Le fonds semble également avoir une analyse faussée de la vente de cette participation de 51%, en accusant SES d’avoir cédé ses parts au rabais à 13,8 M€, alors même que ce montant ne correspond pas à la vente des parts mais à l’impact de l'opération sur la trésorerie du groupe. En réalité, cette vente a permis au groupe de prendre une participation de 8,9% dans YiYun Technology.

Cession joint venture BOE SES

Contexte de cession de la participation dans la JV par SES

Le second cheval de bataille de Gotham City est la remise en cause de la communication de la société. Le fonds démontre que SES n’effectue pas 15% de ses revenus dans les solutions logiciels, dites "SaaS". L'analyse est bonne cette fois, étant donné que la société ne revendique pas ce niveau de revenus "SaaS".

Gotham City a en effet perçu la séparation de l’activité "ESL", soit les étiquettes électroniques et des activités VAS, regroupant les autres activités telles que les services, la maintenance et les solutions logicielles. L’ensemble des activités non-ESL représentent bien 15% des revenus, et non uniquement les solutions logicielles, en ligne avec les déclarations du groupe.

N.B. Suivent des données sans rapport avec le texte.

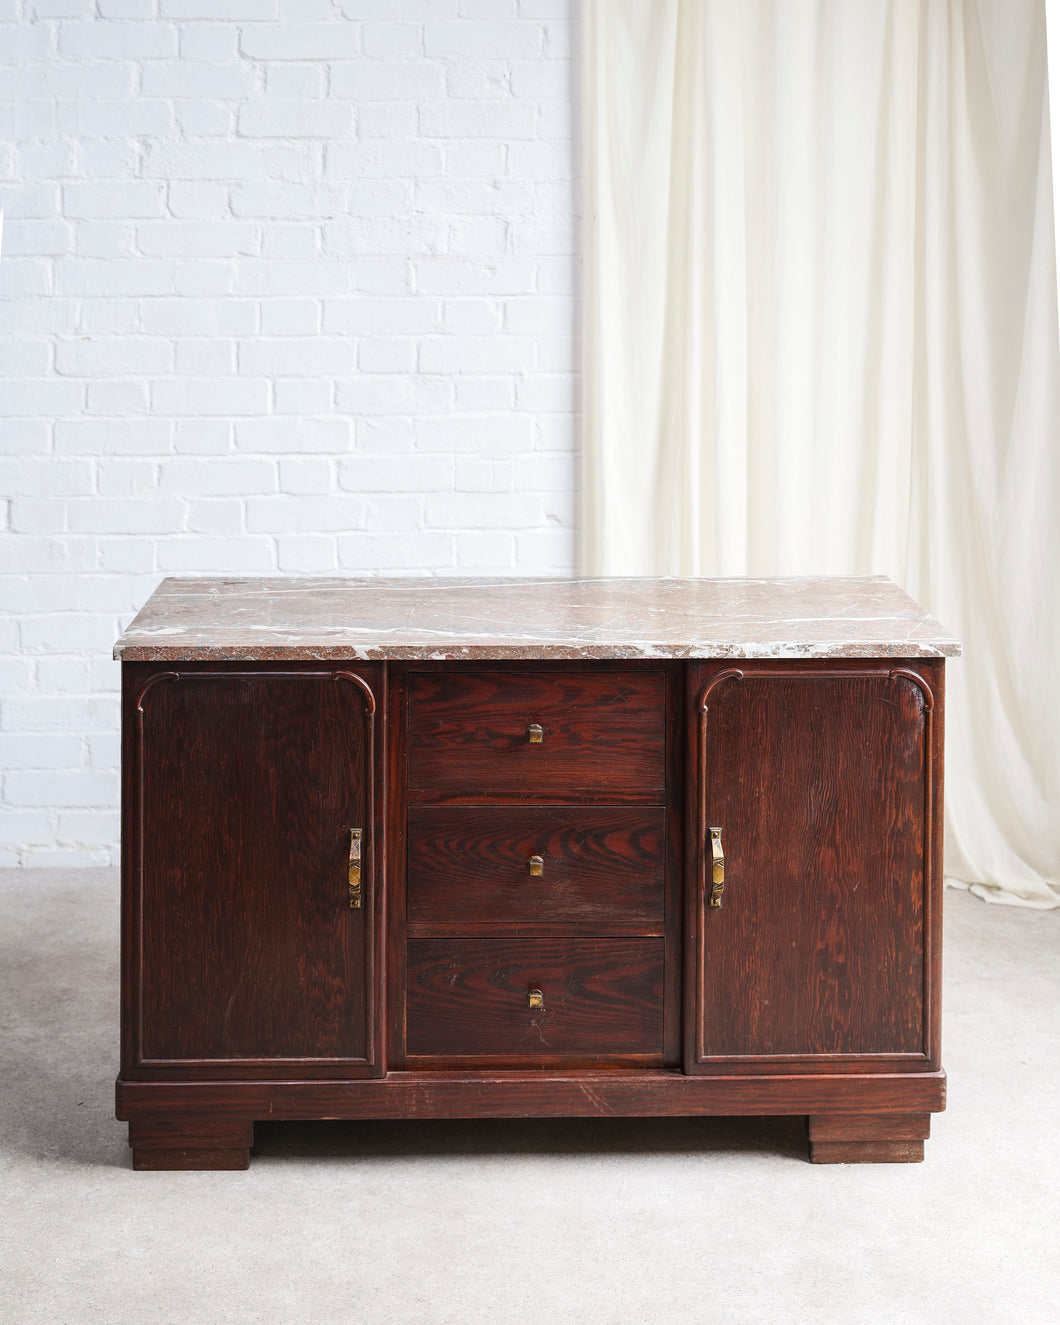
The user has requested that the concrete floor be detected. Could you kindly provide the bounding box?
[0,869,1056,1325]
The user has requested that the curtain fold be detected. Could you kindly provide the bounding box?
[583,0,1059,907]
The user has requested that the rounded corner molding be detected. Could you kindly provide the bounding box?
[134,670,181,715]
[332,668,378,714]
[696,668,745,713]
[888,667,936,711]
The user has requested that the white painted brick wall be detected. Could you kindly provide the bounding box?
[0,0,579,866]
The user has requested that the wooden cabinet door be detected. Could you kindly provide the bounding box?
[126,666,382,1077]
[686,662,941,1074]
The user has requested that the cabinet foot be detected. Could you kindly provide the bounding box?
[128,1119,254,1171]
[807,1112,931,1163]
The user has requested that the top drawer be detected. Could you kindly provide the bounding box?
[407,669,666,800]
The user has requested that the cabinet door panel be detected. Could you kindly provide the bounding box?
[131,667,379,1074]
[688,665,933,1070]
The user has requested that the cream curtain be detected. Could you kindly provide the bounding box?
[582,0,1059,907]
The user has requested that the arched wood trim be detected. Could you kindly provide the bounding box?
[691,661,937,1067]
[132,666,379,1071]
[888,667,936,711]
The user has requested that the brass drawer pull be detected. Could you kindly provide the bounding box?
[528,854,544,877]
[528,988,544,1011]
[348,827,362,909]
[527,723,544,744]
[708,827,724,908]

Afin de remettre en cause la réalité des activités s’apparentant à des solutions logicielles (SaaS), Gotham City multiplie les arguments peu crédibles, de l’interprétation d’avis Google Play sur une application destinée au BtoB, à l’analyse du trafic sur une URL non détenue par SES jusque l’utilisation des normes de présentation des effectifs dans les annexes comptables (où seul le statut employé ou cadre est présenté, sans détails du poste occupé) pour conclure à l’absence de développeurs et d’ingénieurs et donc de solutions logicielles. Tous ces arguments sont balayés par la direction, ne laissant que peu de doute sur la qualité des analyses de Gotham City sur le dossier.

Fin de match ou mi-temps ?

Pour finir, le rapport présente le contrat majeur signé entre SES et Walmart fin avril, comme un sacrifice des marges et une perte future pour le groupe. Sur ce point, le groupe remet évidemment en cause cette analyse. Contrairement aux points précédents, il est difficile de se prononcer sur les retombées économiques réelles de ce contrat, il conviendra donc d’attendre les prochaines publications afin d'en mesurer l’impact sur la rentabilité de SES-Imagotag.

Ce rapport, consistant et argumenté de prime abord s’avère bien fade. Le fonds slalome entre analyse douteuse et erreurs de compréhension et laisse un arrière-goût d’amateurisme, d’autant plus suite au droit de réponse de la direction de SES-Imagotag.

Encore du chemin à parcourir
Encore du chemin à parcourir

Un second rapport

Une suite a donc été publiée en cette fin de semaine. La direction de la société n'y a pas encore répondu. A chaud, il apparaît qu'il lui faudra détailler la question des parties liées, notamment vis à vis de la transparence des conventions réglementées. La problématique de l'indépendance du conseil d'administration mérite sans doute aussi une réponse. La partie sur les irrégularités comptables est plus fourre-tout : en première lecture, la plupart des accusations se basent sur des erreurs dans la version en anglais du rapport annuel, corrigées dans la version française. C'est probablement les auditeurs qui ont fait ces demandes de modifications, puisque seuls les comptes en français sont signés, donc la version anglaise ne fait pas foi. 

La réaction du marché à ce second rapport est sans équivoque : le titre explose à la hausse, pour revenir à 124,80 EUR, sur un bond de plus de 40%.